There is an interesting story behind the badge of 600 (City of London) Squadron, RAuxAF.  In complete contrast to most units, there are in fact two official badges for this squadron, both properly authorised and registered by Chester Herald and signed by the King.  One is much used, the other ignored.  How could this have come about?

Soon after the squadron was formed in 1925, it created a badge, appropriately based on the City of London’s Cross of St George.  This appeared on their silver and trophies, aircraft, writing paper etc. and even on a silk Standard long before official squadron Standards were introduced (after the War).  When, years later, squadron badges were being introduced into the RAF, 600 asked the College of Arms to approve the ‘City’ badge and incorporate it into the the standard squadron wreath and crown with an appropriate motto.  The College refused, partly because of the heraldic incorrectness of putting anything (in this case the RAF eagle) above the city badge.  Instead, they suggested a wren, not a very appropriate bird for a fighting squadron.  After an argument, the matter was dropped and 600 simply went on using the ‘heraldically impure’ badge – without any motto.

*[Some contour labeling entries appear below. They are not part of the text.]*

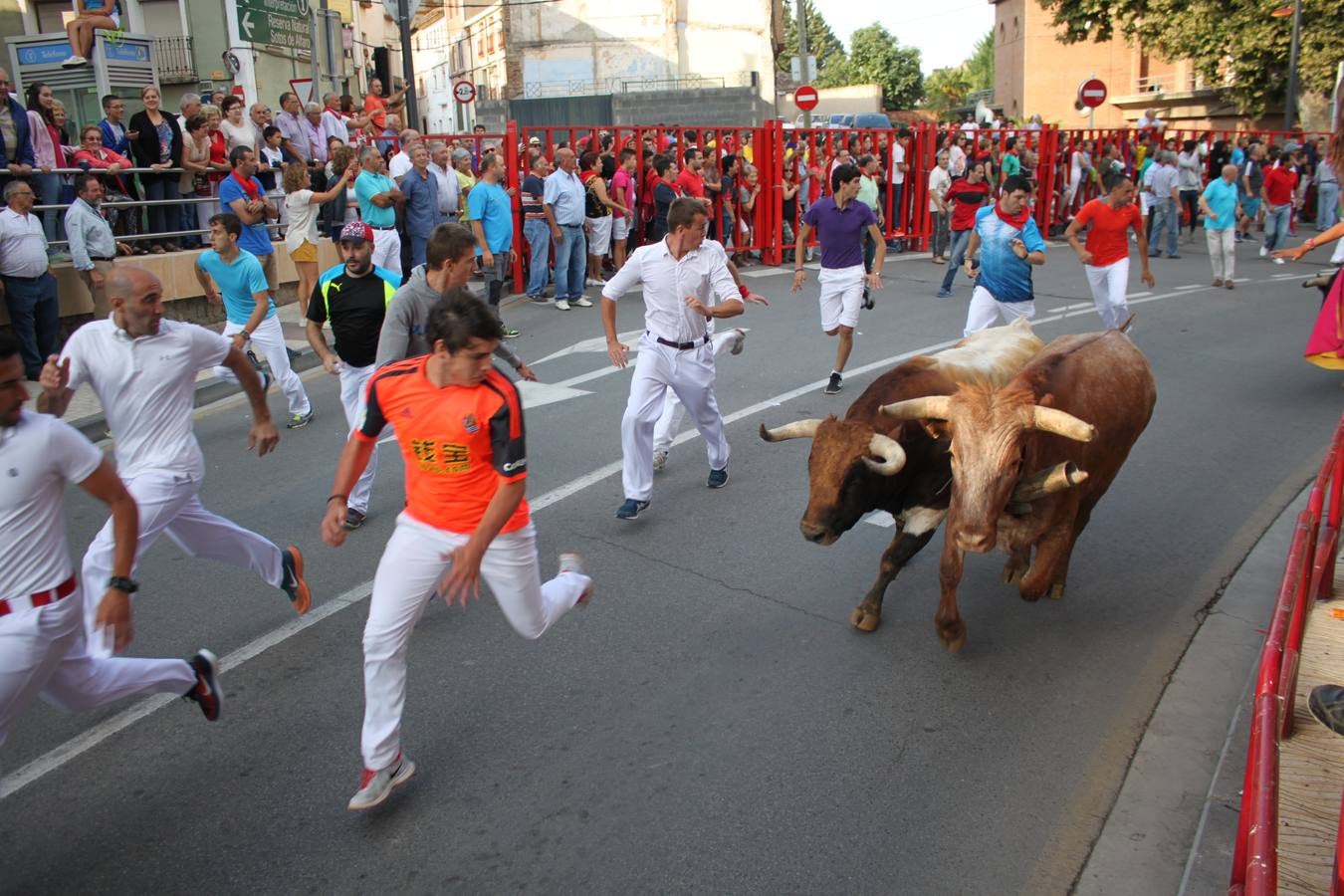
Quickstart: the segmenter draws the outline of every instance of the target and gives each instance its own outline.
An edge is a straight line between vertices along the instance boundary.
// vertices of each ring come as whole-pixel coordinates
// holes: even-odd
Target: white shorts
[[[606,255],[612,249],[612,216],[589,218],[589,255]]]
[[[837,326],[856,326],[859,306],[863,304],[863,265],[853,267],[823,267],[821,329],[827,333]]]

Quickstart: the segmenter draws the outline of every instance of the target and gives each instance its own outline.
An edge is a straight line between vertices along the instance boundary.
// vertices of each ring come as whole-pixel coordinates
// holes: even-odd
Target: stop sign
[[[1095,109],[1106,102],[1106,85],[1099,78],[1089,78],[1078,85],[1078,102],[1087,109]]]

After some years of war when, due to promotions, casualties and other postings few 600 men were left in the squadron which was by now in North Africa, a new CO who was unaware of the story realised that there was no official badge and so had one designed and officially approved by the College of Arms and the King – a moon and scimitar, certainly appropriate for a night fighter squadron which is what 600 was at the time.  However, immediately after reforming as an Auxiliary squadron after the War, 600 continued to use its original badge as before, while the unkindly christened ‘Moon and Paperknife’ badge languished in a dusty cupboard.

Then the Queen became Honorary Air Commodore of 600 Squadron.  She was presented with a diamond Squadron Badge – the original ‘City’ one, of course – but in case of causing any embarrassment Her Majesty was told the whole story before it was presented.  She immediately accepted it with a smile and said “I’ll have a word with the King about it”.

Soon after, 600 had an indignant Chester Herald on the phone saying ” If the King says it’s got to be then it’s got to be, but I still say it’s all wrong” and the original badge, just as originally depicted with no motto and no surround was at last formally approved and signed by Chester Herald and the King.  The King would obviously not go back and cancel his signature on the ‘Moon and Paperknife’, so 600 ended up in the unique position of having two official badges, the ‘City’ one which was used all the time and the other which was never used.  When the Squadron was awarded its official Standard (600 was only the second squadron to get one after 1 Squadron) it was presented by Her Majesty, by then the Queen Mother, on parade at Buckingham Palace and proudly carried the ‘City’ badge.